The presence of the pest was first observed in Wakenaam, Region Three. NAREI had quarantined the island and placed preventative measures in neighboring Region Two. But, those efforts did not stop the pest from reaching the Pomeroon and other farming communities on the Essequbio Coast. In fact, even with, advisories informing farmers about the outbreak in Wakenaam not many were prepared for the devastating effects of the pest.
Dennis Cox is one of the many coconut farmers in the Pomeroon (the largest coconut producing area) whose farm had been affected by the Red Palm Mite. For months Cox observed the drastic changes in his farm: tree branches had become brown and no blossoms were visible.
Finally, owing to an advisory broadcast via the radio Cox became aware of the Red Palm Mite.
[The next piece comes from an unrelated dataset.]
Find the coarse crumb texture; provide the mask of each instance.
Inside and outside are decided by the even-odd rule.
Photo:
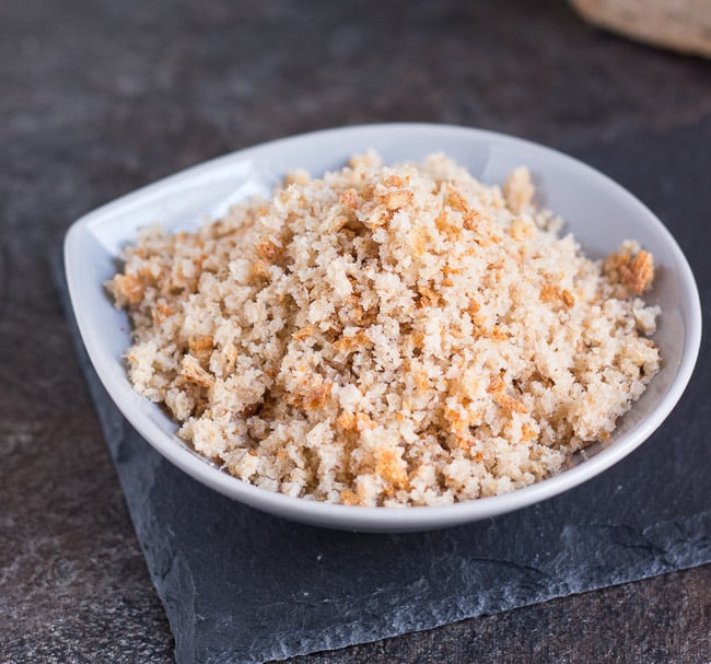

Farmers in the area were trying different remedies but to no avail. Fortunately, Extension Officers visited the area and Cox’s conclusion was proven to be accurate -his farm was infested with the Red Palm Mite.
He benefited from Government’s assistance package. Today, Cox’s coconut farm, which is his only means of earning an income, is in the recovery stage. He is looking forward to a good harvest but will continue to be vigilant for the Red Palm Mite.
He is aware that farms in the Pomeroon are at a great risk of being infested by the Red Palm Mite owing to the large number of unattended farms. However, Cox is of the view that the training farmers were exposed to would enable them to swiftly respond to any future attacks of the Red Palm Mite pest.
Like Cox, Randolph Garraway is keeping a watchful eye on his coconut farm, spanning some 15-acres. The effects of the Red Palm Mite on Garraway’s farm were not devastating since NAREI responded timely.
According to Garraway, had it not been for NAREI’s intervention his farm would have been destroyed by the Red Palm Mite.
“NAREI came and nick of time…I applied the chemicals and for two months now the trees are normal…the plants are getting green…I am thankful for the assistance because if couldn’t afford to purchase the chemicals,” He said.